Take a fast food restaurant. It advances productive-capital in the form of means of production (burgers, onions, salads, buns etc.) and labour-power, on the basis of orders received, just as does the car producer.   But, the order for a burger is completed, and delivered to the customer, and paid for, i.e. the circuit of productive-capital is completed, within a matter of just minutes, rather than days.  It is even likely to obtain the return of this capital, plus surplus value,  several times, before this advanced capital has even been paid for! Even if a certain amount of means of production are bought one day and used the next, this does not change anything, because this capital held as a productive-supply only counts as advanced when it enters the production process; what has been bought yesterday, does not have to be bought again today, if it has not been used. The produced output, as commodity-capital is also sold immediately to customers, who pay by cash or card, thereby completing the circuit of the capital within minutes.

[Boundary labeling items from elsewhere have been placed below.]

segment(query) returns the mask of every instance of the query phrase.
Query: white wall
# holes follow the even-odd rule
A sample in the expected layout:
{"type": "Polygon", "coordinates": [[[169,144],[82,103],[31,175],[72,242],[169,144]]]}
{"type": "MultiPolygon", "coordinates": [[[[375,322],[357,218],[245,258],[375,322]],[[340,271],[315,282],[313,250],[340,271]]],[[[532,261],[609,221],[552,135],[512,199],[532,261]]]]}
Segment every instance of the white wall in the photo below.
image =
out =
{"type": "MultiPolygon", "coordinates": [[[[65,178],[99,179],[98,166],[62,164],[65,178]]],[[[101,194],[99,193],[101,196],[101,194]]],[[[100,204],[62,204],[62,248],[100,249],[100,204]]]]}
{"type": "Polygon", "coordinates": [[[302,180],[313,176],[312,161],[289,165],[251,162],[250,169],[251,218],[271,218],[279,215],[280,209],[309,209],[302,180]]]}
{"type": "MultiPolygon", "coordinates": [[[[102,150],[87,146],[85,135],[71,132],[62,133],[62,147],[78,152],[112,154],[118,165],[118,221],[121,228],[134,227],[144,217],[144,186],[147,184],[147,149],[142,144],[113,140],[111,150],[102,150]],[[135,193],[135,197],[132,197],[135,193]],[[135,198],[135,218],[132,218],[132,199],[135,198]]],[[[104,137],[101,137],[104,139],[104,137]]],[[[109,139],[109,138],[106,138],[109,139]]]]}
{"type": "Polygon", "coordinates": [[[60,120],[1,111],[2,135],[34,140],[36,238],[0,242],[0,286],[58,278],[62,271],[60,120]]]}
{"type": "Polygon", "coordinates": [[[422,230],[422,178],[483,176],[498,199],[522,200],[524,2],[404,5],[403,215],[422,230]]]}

In other words, instead of this new more prevalent form of capital turning over once a week, or 52 times a year, it turns over several times a day, or hundreds and thousands of times a year! The increase in the rate of turnover, and consequent rise in the annual rate of profit arise not just because of a shortened production period, but a much curtailed circulation period. As Marx points out, if two capitals of the same size are employed one in this sphere, and the other in the old form of manufacturing industry, then, although they have the same rate of surplus value, the annual rate of surplus value for the former will be greater than that of that of the latter, by the amount that the rate of turnover is greater, and all other things being equal the rate of profit will be that much higher too.

But, its not just in the realm of restaurants that such a transformation occurs. The growth of leisure and entertainment, to become a major component of household spending, means that capital employed in a range of such ventures, from cinemas to football clubs, from gyms to pop concerts, enjoy a similar high rate of turnover of capital, and rate of profit.